L’ancien président congolais Joseph Kabila garde une influence importante sur la vie politique du pays.
© TONY KARUMBA / AFP
Par RFI Publié le 04-07-2019 Modifié le 04-07-2019 à 04:29

La course à la présidence du Sénat divise le Front Commun pour le Congo (FCC). La plateforme pro-Kabila a officiellement désigné Alexis Thambwe Mwamba comme candidat pour reprendre la tête de l’institution. Sauf surprise, l’ancien ministre de la Justice sous la présidence de Joseph Kabila devrait l’emporter. Et pourtant, l’Alliance des forces démocratiques du Congo et Alliés (AFCDC-A), un regroupement issu du FCC, a décidé de se désolidariser de la coalition en présentant son propre candidat, son dirigeant Modeste Bahati.
Après l’attribution de la Primature et de la présidence de l’Assemblée nationale à deux figures du PPRD, le parti de l’ancien président Joseph Kabila, l’AFDC-A, espère bien tirer son épingle du jeu. Et pour cause, explique le candidat dissident Modeste Bahati, la présidence du Sénat est le dernier poste-clé à pourvoir.

« C’est la démocratie et j’ai confiance dans le fait que les sénateurs sont des gens mûrs, qu’ils soient du PPRD ou d’autres regroupements, a décalré Modeste Bahati. Ils comprendront que ma démarche, c’est pour sauver notre famille politique, le FCC, pour lui éviter un échec comme celui que nous venons de connaître à la présidentielle. Ce sont ces mauvais castings, ces mauvais choix qui font que nous échouons. »
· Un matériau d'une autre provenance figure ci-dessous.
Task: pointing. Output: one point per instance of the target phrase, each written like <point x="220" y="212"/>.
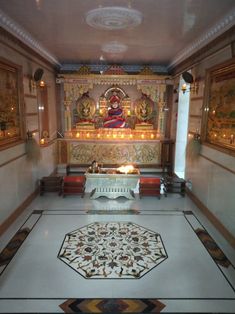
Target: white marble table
<point x="111" y="184"/>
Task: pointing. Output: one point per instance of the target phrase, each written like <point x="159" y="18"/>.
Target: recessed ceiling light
<point x="112" y="18"/>
<point x="114" y="47"/>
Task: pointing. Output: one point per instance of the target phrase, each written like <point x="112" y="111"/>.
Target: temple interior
<point x="117" y="156"/>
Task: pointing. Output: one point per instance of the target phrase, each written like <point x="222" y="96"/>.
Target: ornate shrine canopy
<point x="76" y="85"/>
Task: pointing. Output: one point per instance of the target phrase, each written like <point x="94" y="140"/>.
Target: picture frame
<point x="11" y="104"/>
<point x="219" y="107"/>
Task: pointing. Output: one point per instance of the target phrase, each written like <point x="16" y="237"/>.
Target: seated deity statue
<point x="114" y="119"/>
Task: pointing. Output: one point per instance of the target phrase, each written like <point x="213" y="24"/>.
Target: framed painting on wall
<point x="219" y="108"/>
<point x="10" y="104"/>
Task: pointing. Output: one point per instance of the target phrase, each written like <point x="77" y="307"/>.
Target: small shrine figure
<point x="115" y="119"/>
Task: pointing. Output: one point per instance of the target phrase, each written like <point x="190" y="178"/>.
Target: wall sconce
<point x="42" y="83"/>
<point x="184" y="88"/>
<point x="194" y="83"/>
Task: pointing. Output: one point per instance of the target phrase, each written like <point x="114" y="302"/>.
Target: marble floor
<point x="190" y="279"/>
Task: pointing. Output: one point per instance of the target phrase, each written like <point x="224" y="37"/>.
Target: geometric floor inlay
<point x="112" y="306"/>
<point x="114" y="250"/>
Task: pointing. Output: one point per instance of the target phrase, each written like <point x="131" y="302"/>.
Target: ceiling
<point x="168" y="30"/>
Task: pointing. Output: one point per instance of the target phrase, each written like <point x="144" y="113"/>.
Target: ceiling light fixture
<point x="114" y="47"/>
<point x="113" y="18"/>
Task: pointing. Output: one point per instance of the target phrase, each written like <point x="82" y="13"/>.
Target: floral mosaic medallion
<point x="112" y="250"/>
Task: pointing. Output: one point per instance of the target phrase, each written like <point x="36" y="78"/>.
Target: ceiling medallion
<point x="114" y="47"/>
<point x="112" y="18"/>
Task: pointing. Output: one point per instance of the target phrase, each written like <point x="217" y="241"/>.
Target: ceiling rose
<point x="111" y="18"/>
<point x="114" y="47"/>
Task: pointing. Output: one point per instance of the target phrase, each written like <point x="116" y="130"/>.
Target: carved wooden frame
<point x="11" y="104"/>
<point x="218" y="127"/>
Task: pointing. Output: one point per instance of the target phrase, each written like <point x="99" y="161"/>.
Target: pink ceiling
<point x="167" y="29"/>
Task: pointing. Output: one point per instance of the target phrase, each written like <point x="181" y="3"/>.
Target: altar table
<point x="112" y="185"/>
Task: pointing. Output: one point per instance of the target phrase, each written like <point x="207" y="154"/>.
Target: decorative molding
<point x="19" y="32"/>
<point x="218" y="29"/>
<point x="98" y="68"/>
<point x="113" y="18"/>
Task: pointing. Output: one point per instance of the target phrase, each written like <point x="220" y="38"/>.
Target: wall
<point x="213" y="173"/>
<point x="19" y="176"/>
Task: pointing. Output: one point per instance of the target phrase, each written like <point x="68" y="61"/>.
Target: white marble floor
<point x="189" y="280"/>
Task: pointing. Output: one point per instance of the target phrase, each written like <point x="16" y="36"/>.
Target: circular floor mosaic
<point x="112" y="250"/>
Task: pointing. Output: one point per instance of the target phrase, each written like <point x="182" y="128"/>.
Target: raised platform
<point x="111" y="185"/>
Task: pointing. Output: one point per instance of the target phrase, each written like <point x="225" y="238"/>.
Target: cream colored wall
<point x="18" y="176"/>
<point x="212" y="174"/>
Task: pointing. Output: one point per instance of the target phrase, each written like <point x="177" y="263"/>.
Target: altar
<point x="116" y="118"/>
<point x="112" y="184"/>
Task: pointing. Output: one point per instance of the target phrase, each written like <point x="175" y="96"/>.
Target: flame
<point x="126" y="169"/>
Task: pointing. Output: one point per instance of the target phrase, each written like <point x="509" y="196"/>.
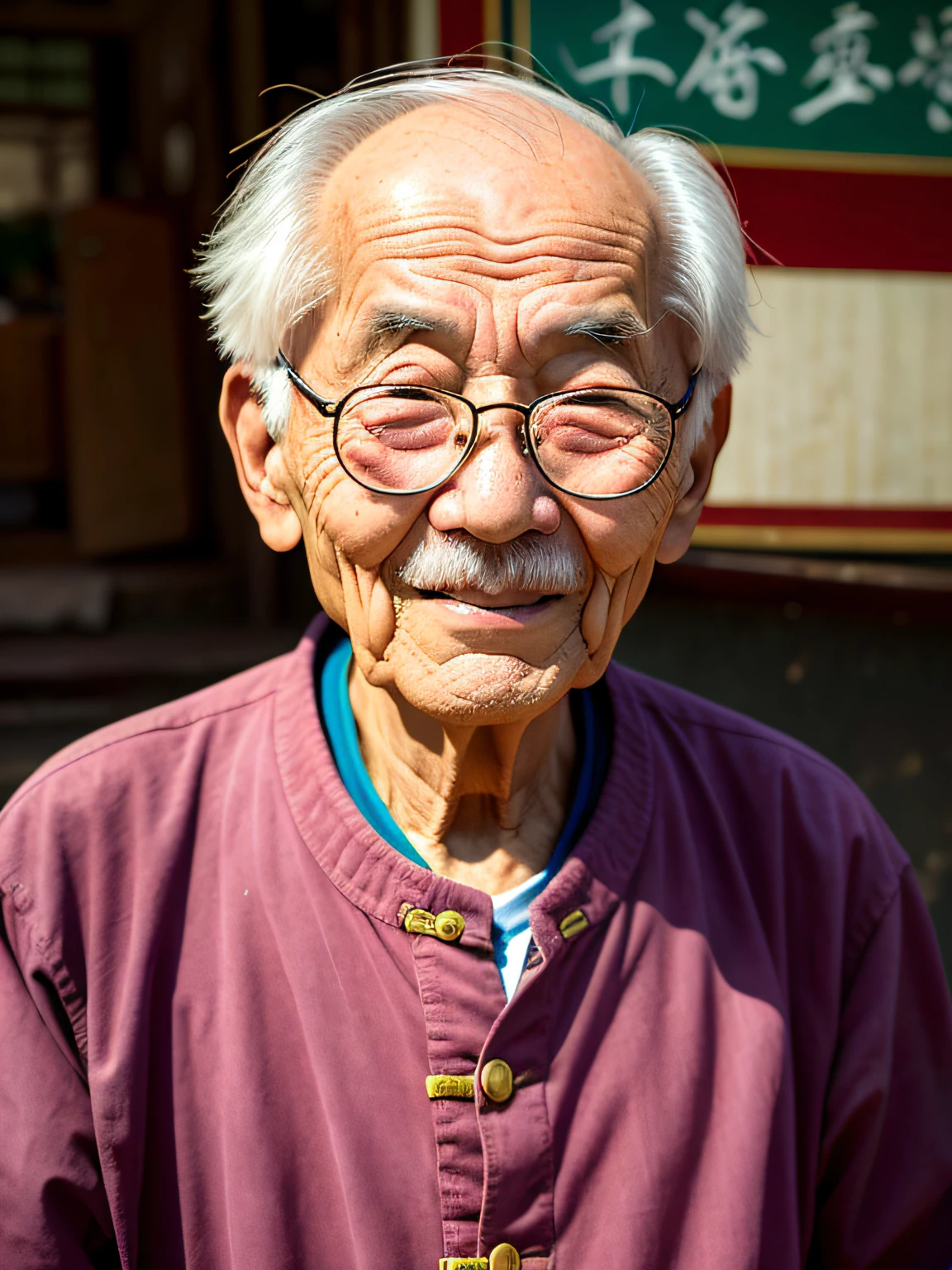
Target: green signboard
<point x="866" y="78"/>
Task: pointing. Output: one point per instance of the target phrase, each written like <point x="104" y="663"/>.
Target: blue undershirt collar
<point x="511" y="911"/>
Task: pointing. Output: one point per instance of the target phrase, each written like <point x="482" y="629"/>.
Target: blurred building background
<point x="819" y="594"/>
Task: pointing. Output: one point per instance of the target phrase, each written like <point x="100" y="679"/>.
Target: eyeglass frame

Le dirigeant de l’AFDC-A a peu de chance de l’emporter face au candidat officiellement désigné par le FCC, Alexis Thambwe Mwamba. Sur son compte Twitter, la coalition appelle d’ailleurs l’ensemble des sénateurs à apporter leur soutien à l’ancien ministre de la Justice.

L’élection du nouveau président du Sénat fait suite aux élections sénatoriales du 15 mars. Un scrutin entâché de soupçons de corruption, dont le FCC est ressorti largement vainqueur.